[smartmontools-support] Reading NVME logs

Christian Franke Christian.Franke at t-online.de
Wed Dec 21 15:59:57 CET 2022


Thane K. Sherrington wrote:
> Hi all,
>     Looking at NVME logs, I find them hard to understand.
>
> Take the following logs (questions inline).
>
> smartctl pre-7.4 2022-07-17 r5397 [i686-w64-mingw32-w11-21H2(64)] 
> (CircleCI)
> ...
> === START OF SMART DATA SECTION ===
> **>>>>>>>>>>>>> *SMART overall-health self-assessment test result: 
> PASSED - I assume this is good, but a perfect indicator, since I've 
> seen regular drives say the passed SMART but had read errors.*

This message only exists for consistency with ATA and SCSI output. It 
prints PASSED if and only if the "Critical Warning" byte from 
SMART/Health info is zero.

Since the early days of ATA SMART, read errors do not imply that SMART 
failure is reported.
https://www.smartmontools.org/wiki/FAQ#ATAdriveisfailingself-testsbutSMARThealthstatusisPASSED.Whatsgoingon


> ...
> SMART/Health Information (NVMe Log 0x02)

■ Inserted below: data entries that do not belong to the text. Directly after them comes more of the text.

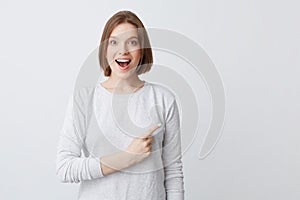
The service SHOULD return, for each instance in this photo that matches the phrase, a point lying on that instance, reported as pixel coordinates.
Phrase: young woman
(136, 163)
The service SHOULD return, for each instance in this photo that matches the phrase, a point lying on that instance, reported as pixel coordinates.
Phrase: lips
(123, 63)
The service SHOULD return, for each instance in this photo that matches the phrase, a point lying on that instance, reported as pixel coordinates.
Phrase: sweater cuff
(95, 168)
(175, 195)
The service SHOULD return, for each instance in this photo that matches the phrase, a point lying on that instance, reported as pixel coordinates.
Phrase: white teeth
(121, 60)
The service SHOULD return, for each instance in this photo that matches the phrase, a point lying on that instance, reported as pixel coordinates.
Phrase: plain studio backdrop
(254, 44)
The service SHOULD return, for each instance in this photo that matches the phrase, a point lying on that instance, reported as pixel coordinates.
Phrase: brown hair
(120, 17)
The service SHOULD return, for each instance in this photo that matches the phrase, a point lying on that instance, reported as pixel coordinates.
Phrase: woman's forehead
(124, 30)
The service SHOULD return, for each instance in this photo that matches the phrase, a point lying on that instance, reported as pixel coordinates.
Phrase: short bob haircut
(120, 17)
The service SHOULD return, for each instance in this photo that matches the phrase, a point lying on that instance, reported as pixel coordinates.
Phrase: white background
(254, 44)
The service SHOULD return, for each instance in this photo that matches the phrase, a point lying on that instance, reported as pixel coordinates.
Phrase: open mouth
(123, 63)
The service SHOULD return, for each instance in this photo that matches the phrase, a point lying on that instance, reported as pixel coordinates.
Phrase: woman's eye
(112, 42)
(133, 42)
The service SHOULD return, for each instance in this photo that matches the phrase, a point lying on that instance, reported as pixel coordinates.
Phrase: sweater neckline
(125, 94)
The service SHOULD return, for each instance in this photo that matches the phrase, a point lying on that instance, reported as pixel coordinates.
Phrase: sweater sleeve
(171, 155)
(70, 166)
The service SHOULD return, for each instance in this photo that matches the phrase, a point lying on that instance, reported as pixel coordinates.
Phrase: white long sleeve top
(99, 123)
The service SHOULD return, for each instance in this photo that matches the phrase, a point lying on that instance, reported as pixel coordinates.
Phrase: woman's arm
(171, 155)
(71, 167)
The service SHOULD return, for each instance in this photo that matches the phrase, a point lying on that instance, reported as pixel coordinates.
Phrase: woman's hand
(140, 148)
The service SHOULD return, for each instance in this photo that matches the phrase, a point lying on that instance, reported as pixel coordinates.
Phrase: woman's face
(123, 50)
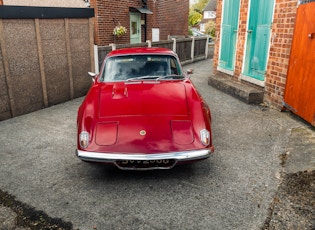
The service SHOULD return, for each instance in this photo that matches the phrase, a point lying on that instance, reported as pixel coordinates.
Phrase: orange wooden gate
(299, 95)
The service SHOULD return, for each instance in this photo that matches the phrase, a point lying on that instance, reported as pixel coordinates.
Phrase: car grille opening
(145, 164)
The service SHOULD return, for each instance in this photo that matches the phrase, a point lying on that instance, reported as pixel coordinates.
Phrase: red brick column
(280, 48)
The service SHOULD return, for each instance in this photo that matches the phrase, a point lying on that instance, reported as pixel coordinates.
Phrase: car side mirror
(93, 75)
(190, 71)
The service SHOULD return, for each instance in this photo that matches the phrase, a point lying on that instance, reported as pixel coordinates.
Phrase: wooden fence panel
(299, 94)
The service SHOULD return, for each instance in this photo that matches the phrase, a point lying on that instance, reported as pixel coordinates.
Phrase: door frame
(132, 15)
(220, 68)
(243, 76)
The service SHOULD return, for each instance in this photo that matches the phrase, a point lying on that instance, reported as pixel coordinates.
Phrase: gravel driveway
(243, 185)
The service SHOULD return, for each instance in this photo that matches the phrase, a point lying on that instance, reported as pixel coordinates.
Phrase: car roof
(140, 50)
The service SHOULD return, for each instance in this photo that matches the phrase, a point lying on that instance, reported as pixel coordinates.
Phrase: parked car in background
(143, 112)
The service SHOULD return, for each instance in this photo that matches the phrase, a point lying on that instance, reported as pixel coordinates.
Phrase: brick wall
(280, 46)
(170, 16)
(281, 40)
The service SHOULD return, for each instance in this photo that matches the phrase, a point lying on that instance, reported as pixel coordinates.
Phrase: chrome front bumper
(114, 157)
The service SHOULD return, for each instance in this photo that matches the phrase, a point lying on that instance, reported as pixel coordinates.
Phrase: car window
(121, 68)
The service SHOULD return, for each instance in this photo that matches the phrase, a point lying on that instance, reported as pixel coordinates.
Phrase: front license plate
(146, 164)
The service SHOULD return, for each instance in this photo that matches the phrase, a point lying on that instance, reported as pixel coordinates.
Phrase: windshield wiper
(171, 76)
(142, 78)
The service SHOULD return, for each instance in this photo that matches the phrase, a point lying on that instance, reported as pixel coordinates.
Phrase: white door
(135, 28)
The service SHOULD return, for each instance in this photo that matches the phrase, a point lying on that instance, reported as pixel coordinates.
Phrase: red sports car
(143, 112)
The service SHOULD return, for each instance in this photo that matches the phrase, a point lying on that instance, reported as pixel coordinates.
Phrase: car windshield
(140, 67)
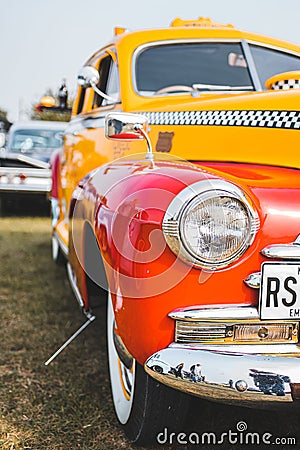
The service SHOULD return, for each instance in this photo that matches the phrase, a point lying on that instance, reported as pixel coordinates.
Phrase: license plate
(280, 291)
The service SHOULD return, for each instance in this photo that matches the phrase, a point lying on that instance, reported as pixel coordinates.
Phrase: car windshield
(28, 140)
(200, 66)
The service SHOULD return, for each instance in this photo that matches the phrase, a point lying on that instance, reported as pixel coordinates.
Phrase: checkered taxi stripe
(253, 118)
(286, 84)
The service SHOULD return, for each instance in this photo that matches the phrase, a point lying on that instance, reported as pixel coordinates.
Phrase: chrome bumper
(231, 374)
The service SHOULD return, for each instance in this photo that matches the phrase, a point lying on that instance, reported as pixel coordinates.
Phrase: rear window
(190, 64)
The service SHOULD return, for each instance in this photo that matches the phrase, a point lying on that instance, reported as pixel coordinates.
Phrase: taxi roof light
(201, 22)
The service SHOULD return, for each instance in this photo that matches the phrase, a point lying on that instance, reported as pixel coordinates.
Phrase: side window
(270, 62)
(108, 82)
(113, 89)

For details about this log, see for example "Figure 207" from "NVM 
Express Base Specification, revision 2.0b":
https://nvmexpress.org/developers/nvme-specification/


> Critical Warning:                   0x00

Bit 0 of this byte would be set if "the available spare capacity has 
fallen below the threshold.". Then "FAILED!" would be printed above. See 
spec for more bits.


> *>>>>>>>>>>>>> Temperature:                        79 Celsius - This 
> seems high - is that a problem?*

Possibly. If this persists, I would suggest to add more cooling.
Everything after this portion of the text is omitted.